C’est vrai que je reçois beaucoup de démo, les groupes viennent me voir carrément dans mes bureaux, et quand j’ai fait mon choix, ça se passe de cette manière:
les dernières années on les faisait sur le village en fin d’après-midi et maintenant je souhaite plus les inclure dans la programmation du festival.
Un groupe de Rennes peut se retrouver entre un groupe américain et un groupe norvégien aux transmusicales. Avec des groupes qui eux ont l’habitude de jouer beaucoup.
Donc on a monté la tournée des Trans, ça permet le préparation des artistes au festival pendant un mois dans 15 lieux différents dans le grand ouest .
Caen, St Nazaire, Angers, Nantes……….
On fait des concerts qui sont gratuits pour le public à qui l’on offre un cd avec une compilation des artistes qu’ils ont vu, ça permet de mettre en confiance les groupes et de rendre visite à tous nos amis qui se battent pour les musiques indépendantes.

En essayant de m’imprégner de la programmation je me suis vite rendu compte que c’était un travail énorme. Comment t’organises-tu ?

Oui, la muisque, j’en écoute tous les jours, bon je suis parti à Manchester il y a 3 semaines, ma programmation était déja finie et la j’ai vu 2 groupes que j’ai déjà envie de faire l’année prochaine. La musique, ça s’écoute tout le temps, il n’y a pas un moment où je décide, tiens! je commence la programmation des Transmusicales, elle est dans la tête et puis quand je mets le premier nom ; il y en a 10 qui viennent en même temps.
Après il y a la répartition, j’essaye de rêver le festival, de savoir où je place les artistes, j’essaye d’avoir quelque chose qui soit homogène et en même temps un peu  » révolutionnaire ».

Si tu devais monter un groupe, quel serait l’instrument, le style et avec qui ?

Et bien justement, j’ai fait mes débuts de DJ il y a une dizaine de jours à Paris pour le fun avec des potes, ça m’a bien plus donc pourquoi pas des platines.

(ndr : est ce que je lui demande à quand JLB au Trans ou on laisse monter le buzz….?)

Les Trans l’année prochaine, 30 ans, quelque chose de spécial ?
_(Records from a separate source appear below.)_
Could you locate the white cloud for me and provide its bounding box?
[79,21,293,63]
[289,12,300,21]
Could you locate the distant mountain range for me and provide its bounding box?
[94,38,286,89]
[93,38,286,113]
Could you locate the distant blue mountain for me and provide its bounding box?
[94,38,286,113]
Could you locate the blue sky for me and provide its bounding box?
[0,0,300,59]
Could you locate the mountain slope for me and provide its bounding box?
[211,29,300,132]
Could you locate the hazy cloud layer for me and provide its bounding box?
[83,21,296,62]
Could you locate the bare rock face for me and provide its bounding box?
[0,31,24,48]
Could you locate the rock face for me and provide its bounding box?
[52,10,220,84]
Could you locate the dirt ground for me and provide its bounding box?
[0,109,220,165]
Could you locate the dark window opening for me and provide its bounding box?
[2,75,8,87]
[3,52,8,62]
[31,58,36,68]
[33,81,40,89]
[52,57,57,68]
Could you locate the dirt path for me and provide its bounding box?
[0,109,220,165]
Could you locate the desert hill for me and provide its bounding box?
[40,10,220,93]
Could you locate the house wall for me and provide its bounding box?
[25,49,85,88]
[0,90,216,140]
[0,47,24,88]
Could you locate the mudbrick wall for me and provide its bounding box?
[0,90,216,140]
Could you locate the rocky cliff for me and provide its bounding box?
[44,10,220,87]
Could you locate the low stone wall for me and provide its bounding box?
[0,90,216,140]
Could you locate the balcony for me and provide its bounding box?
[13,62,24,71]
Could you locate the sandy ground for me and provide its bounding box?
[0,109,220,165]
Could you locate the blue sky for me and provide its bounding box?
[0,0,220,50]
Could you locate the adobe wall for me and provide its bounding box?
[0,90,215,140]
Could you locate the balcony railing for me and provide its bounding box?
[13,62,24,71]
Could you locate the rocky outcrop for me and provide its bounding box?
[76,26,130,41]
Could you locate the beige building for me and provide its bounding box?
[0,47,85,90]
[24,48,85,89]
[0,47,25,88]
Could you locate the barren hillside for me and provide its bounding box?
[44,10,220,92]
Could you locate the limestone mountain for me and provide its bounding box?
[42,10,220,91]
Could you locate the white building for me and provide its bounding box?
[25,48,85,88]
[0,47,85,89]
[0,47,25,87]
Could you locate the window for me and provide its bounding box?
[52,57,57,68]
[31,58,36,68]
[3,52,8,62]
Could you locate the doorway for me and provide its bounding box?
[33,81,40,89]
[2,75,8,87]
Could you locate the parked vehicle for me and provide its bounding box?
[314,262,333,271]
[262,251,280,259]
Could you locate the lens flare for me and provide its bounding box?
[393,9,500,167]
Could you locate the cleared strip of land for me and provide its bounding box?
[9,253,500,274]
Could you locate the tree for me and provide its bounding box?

Il y aura toujours quelque chose de spécial, il faut quand même qu’on cogite un peu, c’est vrai qu’on y pense déjà !!!
J’attends d’abord qu’on passe la 29eme, bon les 30 ans c’est quelque chose qui se prépare assez longtemps à l’avance, les idées sont en train d’arriver, donc je sais pas si je vais faire une commémoration comme j’avais fait pour les 25 ans, il y avait Arno, Denez Prigent, Danyel Waro, les Berrus…..
A la limite tous les 10 ans ça peut le faire, mais tous les 5 ans, ça me parait un peu près. J’en suis pas sûr…..
Après, il faut que je réfléchisse, j’ai des projets, il y a des gens que j’ai revu, des gens qui ont déjà traversé l’histoire des Trans. Donc pourquoi pas, mais alors quelque chose de spécial, moi ce qui m’intéresse avant tout c’est la nouveauté, j’ai un regard aussi effectivement sur ce que j’ai fait dans le passé parce que c’est toujours bien de le dire.
Il y a pour des gens pour qui l’électronique, une rave c’est nés avec Nordik Impact, alors que les Trans le faisait déjà il y 15 ans……. Bon ….
C’est vrai parce que le public est jeune, ils ne connaissent pas forcément, donc historiquement c’est important de recentrer le festival dans son essence même…
Voilà, donc on a 29 ans mais ce je veux dire, c’est que le train du hip hop, le train de l’électronique, on l’a pris au moment où il fallait le prendre, c’est à dire dans les premiers wagons.
On est toujours dans la course.

Vers quoi se dirige la scène mondiale ?

pfouuu, la scène mondiale, c’est pas que ça veut rien dire…..heu……
Il y a de la musique super partout, il y a des pays que je ne connais pas, j’ai envie de me frotter un peu à d’autres esthétiques et aller dans d’autres pays.
Bon, c’est vrai que l’électronique a fait en sorte qu’on puisse voir des groupes beaucoup plus facilement.
A une époque, des groupes comme Daft Punk ont pu tourner dans le monde entier alors qu’un artiste qui aurait chanté en français, ça n’intéressait personne.
La musique actuelle française a même été connue par la French Touch avant d’être connue par le rock français.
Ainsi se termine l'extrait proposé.